Training our children God’s way “yields the peaceful fruit of righteousness.” What does this mean? It means that when we train our children according to the Word of God, when we correctly discipline them, when they come to respect us as their parents and therefore come to respect God as their Creator, all this opens the door for them to come to a full understanding of righteousness, of being made right before God. And what kind of fruit is righteousness?
Peaceful fruit.
In a world where kids are more stressed and overwhelmed and anxious than ever before, we have the chance to give our kids the gift of peace, because they’ll have the understanding that they don’t have to do or be anything in order to gain God’s acceptance. They only have to receive his grace, put their faith in him, and let him lead. And do you know what naturally befalls someone who holds this kind of peace? Happiness.
My friends, when we raise our kids God’s way, the original unattainable goal of making our kids happy becomes a beautiful by-product.

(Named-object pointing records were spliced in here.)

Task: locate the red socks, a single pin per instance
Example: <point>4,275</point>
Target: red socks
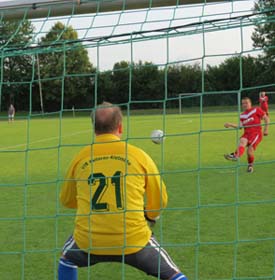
<point>250,160</point>
<point>239,152</point>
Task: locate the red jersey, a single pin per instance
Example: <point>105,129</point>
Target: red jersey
<point>251,120</point>
<point>264,102</point>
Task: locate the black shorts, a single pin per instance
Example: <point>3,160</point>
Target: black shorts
<point>152,259</point>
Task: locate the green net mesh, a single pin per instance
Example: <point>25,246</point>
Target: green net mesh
<point>219,223</point>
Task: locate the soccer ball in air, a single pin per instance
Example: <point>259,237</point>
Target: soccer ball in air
<point>157,136</point>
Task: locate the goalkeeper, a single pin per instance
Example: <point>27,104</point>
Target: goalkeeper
<point>106,184</point>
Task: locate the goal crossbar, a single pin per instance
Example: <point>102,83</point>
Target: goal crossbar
<point>32,9</point>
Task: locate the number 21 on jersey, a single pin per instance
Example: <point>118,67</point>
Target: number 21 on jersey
<point>101,184</point>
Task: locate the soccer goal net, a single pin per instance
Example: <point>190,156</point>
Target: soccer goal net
<point>155,59</point>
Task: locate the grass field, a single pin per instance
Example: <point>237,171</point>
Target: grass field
<point>220,223</point>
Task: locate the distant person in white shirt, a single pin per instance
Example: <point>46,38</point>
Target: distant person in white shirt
<point>11,113</point>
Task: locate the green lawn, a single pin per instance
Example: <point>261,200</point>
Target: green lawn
<point>220,223</point>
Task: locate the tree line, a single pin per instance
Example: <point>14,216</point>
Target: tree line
<point>68,79</point>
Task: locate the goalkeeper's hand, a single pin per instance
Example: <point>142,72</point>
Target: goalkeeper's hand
<point>151,222</point>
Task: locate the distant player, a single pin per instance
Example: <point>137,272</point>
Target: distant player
<point>263,100</point>
<point>250,120</point>
<point>11,113</point>
<point>106,184</point>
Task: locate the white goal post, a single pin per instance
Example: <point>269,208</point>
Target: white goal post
<point>30,9</point>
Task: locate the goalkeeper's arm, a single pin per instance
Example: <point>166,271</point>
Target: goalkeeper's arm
<point>156,195</point>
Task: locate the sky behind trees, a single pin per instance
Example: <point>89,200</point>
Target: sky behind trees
<point>218,45</point>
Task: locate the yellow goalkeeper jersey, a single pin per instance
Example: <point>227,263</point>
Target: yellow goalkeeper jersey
<point>108,183</point>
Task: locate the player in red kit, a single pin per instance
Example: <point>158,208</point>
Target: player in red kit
<point>263,100</point>
<point>250,120</point>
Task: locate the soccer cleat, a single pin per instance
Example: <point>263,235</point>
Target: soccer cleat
<point>231,157</point>
<point>250,169</point>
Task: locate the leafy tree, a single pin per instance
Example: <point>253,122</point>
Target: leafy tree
<point>67,72</point>
<point>264,34</point>
<point>17,68</point>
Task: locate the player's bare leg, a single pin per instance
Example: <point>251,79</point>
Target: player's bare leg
<point>250,159</point>
<point>239,152</point>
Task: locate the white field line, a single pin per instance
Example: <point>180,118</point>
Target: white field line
<point>45,140</point>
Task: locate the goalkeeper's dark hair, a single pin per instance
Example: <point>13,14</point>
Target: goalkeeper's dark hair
<point>106,118</point>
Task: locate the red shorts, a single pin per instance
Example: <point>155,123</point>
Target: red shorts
<point>253,139</point>
<point>264,108</point>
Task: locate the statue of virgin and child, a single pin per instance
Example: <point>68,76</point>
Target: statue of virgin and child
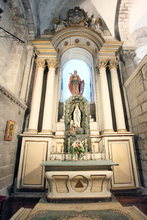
<point>76,87</point>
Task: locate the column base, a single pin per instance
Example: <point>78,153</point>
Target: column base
<point>46,132</point>
<point>107,131</point>
<point>31,131</point>
<point>121,130</point>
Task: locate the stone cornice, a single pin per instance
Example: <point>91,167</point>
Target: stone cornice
<point>52,63</point>
<point>12,98</point>
<point>40,62</point>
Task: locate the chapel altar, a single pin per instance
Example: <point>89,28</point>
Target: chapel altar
<point>92,134</point>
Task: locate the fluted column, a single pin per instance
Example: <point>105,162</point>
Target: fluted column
<point>107,114</point>
<point>47,124</point>
<point>118,106</point>
<point>36,97</point>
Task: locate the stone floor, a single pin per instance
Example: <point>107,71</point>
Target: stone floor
<point>13,204</point>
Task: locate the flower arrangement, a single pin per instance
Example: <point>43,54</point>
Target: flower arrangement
<point>78,149</point>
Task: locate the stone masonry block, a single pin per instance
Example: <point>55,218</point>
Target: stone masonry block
<point>136,111</point>
<point>142,118</point>
<point>142,98</point>
<point>144,107</point>
<point>144,166</point>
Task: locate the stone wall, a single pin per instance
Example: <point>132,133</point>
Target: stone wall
<point>10,110</point>
<point>136,90</point>
<point>12,67</point>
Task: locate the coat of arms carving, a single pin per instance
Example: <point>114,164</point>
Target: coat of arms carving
<point>77,17</point>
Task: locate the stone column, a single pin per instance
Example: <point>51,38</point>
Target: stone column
<point>47,124</point>
<point>36,97</point>
<point>118,106</point>
<point>27,72</point>
<point>107,114</point>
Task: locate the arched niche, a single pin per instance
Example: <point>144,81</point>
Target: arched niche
<point>84,55</point>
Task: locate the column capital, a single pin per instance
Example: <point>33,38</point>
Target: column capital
<point>102,63</point>
<point>113,64</point>
<point>52,63</point>
<point>40,62</point>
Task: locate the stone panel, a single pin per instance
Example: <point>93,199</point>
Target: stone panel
<point>137,100</point>
<point>8,149</point>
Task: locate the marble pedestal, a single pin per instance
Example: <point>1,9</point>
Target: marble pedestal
<point>78,179</point>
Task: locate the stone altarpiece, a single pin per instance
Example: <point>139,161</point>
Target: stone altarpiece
<point>102,141</point>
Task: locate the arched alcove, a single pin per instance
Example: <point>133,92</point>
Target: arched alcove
<point>81,60</point>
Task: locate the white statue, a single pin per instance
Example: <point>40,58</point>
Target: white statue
<point>77,116</point>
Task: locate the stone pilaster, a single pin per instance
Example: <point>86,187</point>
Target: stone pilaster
<point>107,114</point>
<point>47,124</point>
<point>118,106</point>
<point>36,97</point>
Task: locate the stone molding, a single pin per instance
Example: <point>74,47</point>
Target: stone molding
<point>113,64</point>
<point>138,68</point>
<point>52,63</point>
<point>40,62</point>
<point>102,63</point>
<point>12,98</point>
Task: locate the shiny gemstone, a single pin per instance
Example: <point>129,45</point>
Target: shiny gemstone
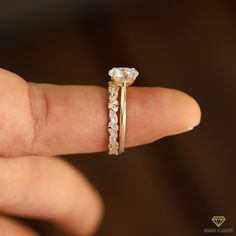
<point>123,75</point>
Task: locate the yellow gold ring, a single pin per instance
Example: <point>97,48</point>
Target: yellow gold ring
<point>121,78</point>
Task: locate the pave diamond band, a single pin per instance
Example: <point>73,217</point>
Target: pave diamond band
<point>121,78</point>
<point>113,107</point>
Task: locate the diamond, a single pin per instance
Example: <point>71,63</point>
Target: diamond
<point>113,148</point>
<point>113,96</point>
<point>113,117</point>
<point>218,220</point>
<point>113,126</point>
<point>123,75</point>
<point>113,105</point>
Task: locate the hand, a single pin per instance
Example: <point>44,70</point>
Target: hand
<point>39,120</point>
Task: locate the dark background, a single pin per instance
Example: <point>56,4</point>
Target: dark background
<point>173,186</point>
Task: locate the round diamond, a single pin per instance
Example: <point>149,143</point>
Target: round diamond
<point>123,75</point>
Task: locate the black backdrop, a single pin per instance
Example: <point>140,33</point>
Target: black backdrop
<point>173,186</point>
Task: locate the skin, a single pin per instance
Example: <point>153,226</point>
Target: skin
<point>42,120</point>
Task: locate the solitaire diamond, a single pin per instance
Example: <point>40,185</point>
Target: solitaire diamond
<point>123,75</point>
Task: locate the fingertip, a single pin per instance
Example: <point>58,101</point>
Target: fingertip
<point>154,113</point>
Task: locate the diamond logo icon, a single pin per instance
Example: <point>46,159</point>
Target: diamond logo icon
<point>218,220</point>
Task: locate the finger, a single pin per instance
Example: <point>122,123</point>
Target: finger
<point>48,119</point>
<point>49,188</point>
<point>10,227</point>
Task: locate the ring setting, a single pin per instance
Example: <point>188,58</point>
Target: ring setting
<point>121,78</point>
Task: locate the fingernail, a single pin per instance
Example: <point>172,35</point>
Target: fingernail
<point>184,130</point>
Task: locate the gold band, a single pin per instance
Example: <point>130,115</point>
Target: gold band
<point>122,128</point>
<point>121,78</point>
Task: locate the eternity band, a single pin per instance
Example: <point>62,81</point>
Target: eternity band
<point>121,78</point>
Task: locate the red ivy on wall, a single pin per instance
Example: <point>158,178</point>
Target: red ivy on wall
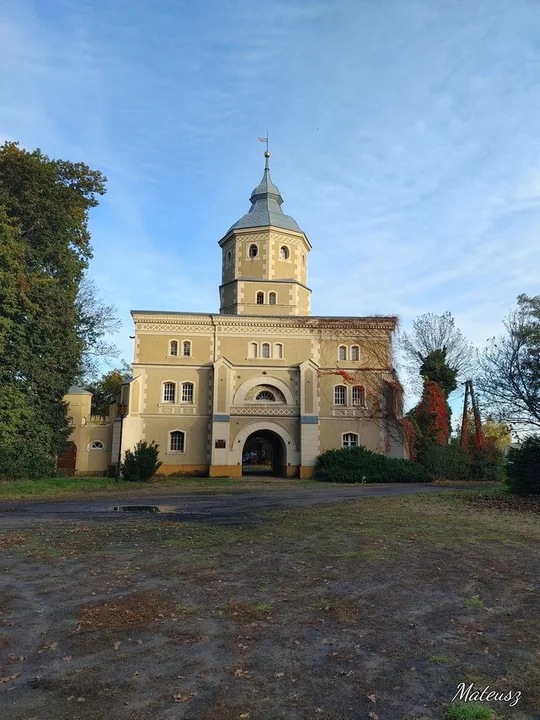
<point>432,414</point>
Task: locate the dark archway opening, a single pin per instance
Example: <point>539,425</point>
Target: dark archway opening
<point>67,461</point>
<point>263,454</point>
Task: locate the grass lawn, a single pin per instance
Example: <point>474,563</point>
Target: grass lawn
<point>370,609</point>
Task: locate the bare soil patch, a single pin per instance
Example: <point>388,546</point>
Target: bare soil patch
<point>336,611</point>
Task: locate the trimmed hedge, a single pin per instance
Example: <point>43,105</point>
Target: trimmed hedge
<point>20,461</point>
<point>523,467</point>
<point>358,464</point>
<point>141,464</point>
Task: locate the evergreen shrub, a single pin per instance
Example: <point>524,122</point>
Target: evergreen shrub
<point>142,464</point>
<point>358,464</point>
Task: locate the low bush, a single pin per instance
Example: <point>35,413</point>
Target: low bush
<point>19,461</point>
<point>141,464</point>
<point>446,462</point>
<point>523,467</point>
<point>352,465</point>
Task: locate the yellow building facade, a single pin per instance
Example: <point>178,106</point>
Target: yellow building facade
<point>261,385</point>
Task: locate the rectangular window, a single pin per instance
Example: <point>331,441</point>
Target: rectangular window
<point>169,392</point>
<point>187,392</point>
<point>177,441</point>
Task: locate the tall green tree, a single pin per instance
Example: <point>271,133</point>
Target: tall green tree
<point>44,250</point>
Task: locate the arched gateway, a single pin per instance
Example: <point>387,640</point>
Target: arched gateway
<point>266,448</point>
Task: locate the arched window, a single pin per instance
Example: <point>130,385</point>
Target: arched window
<point>350,440</point>
<point>187,392</point>
<point>169,392</point>
<point>359,395</point>
<point>340,395</point>
<point>177,441</point>
<point>266,396</point>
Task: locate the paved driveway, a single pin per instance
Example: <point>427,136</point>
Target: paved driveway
<point>221,506</point>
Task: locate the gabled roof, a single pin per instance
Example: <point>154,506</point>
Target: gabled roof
<point>265,207</point>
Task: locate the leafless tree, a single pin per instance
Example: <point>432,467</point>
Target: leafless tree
<point>509,368</point>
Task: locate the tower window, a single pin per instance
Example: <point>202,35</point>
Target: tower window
<point>350,440</point>
<point>177,441</point>
<point>169,392</point>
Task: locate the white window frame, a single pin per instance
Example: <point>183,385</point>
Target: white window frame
<point>184,385</point>
<point>356,403</point>
<point>169,442</point>
<point>349,435</point>
<point>190,354</point>
<point>164,386</point>
<point>339,404</point>
<point>92,442</point>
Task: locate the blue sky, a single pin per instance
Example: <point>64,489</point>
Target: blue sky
<point>405,140</point>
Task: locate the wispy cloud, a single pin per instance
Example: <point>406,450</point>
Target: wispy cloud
<point>404,139</point>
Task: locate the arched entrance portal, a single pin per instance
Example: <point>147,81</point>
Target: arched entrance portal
<point>67,461</point>
<point>263,453</point>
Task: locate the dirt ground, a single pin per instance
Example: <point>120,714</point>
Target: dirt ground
<point>375,608</point>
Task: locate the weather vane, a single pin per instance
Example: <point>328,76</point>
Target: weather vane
<point>264,140</point>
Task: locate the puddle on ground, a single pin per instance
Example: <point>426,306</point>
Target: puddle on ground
<point>147,508</point>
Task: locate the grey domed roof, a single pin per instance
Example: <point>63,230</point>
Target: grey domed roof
<point>265,207</point>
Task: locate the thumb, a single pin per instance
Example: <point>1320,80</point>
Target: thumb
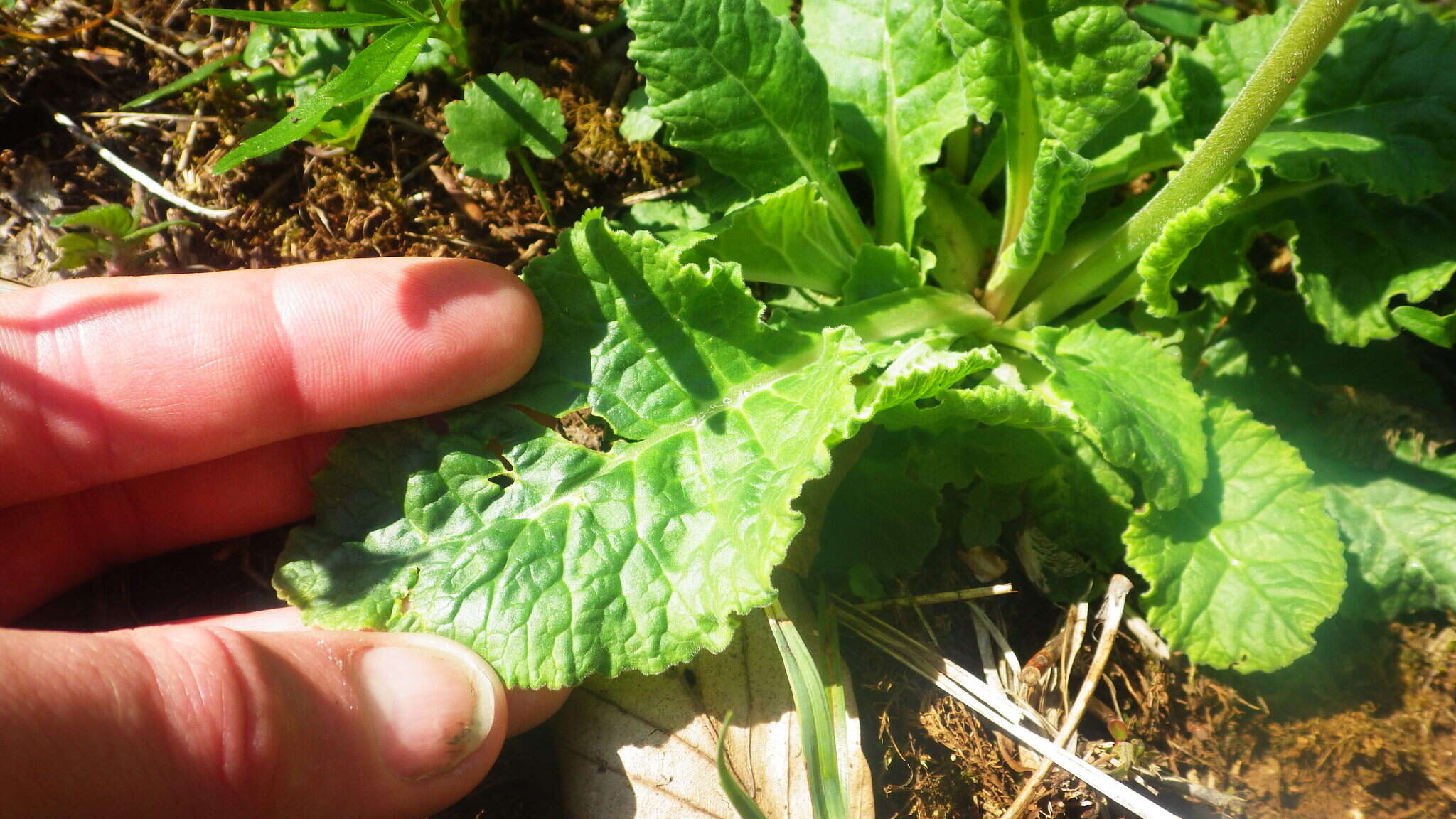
<point>203,720</point>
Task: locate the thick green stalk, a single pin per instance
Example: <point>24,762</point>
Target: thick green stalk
<point>1299,46</point>
<point>1132,283</point>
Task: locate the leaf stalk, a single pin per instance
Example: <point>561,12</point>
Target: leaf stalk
<point>1296,50</point>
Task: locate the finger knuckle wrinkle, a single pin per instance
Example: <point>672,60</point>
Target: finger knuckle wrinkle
<point>213,692</point>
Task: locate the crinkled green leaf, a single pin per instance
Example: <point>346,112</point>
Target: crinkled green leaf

Good parenting: “When we raise our kids God’s way, the original unattainable goal of making our kids happy becomes a beautiful by-product.”
I’m not saying that raising them biblically will make them happy all the time, but they will know a much deeper happiness than the worldly one. That happiness won’t be rooted in their experiences or their valuables or their accolades. It will be rooted in Christ and his steadfast love for them.
What more could we want for our kids?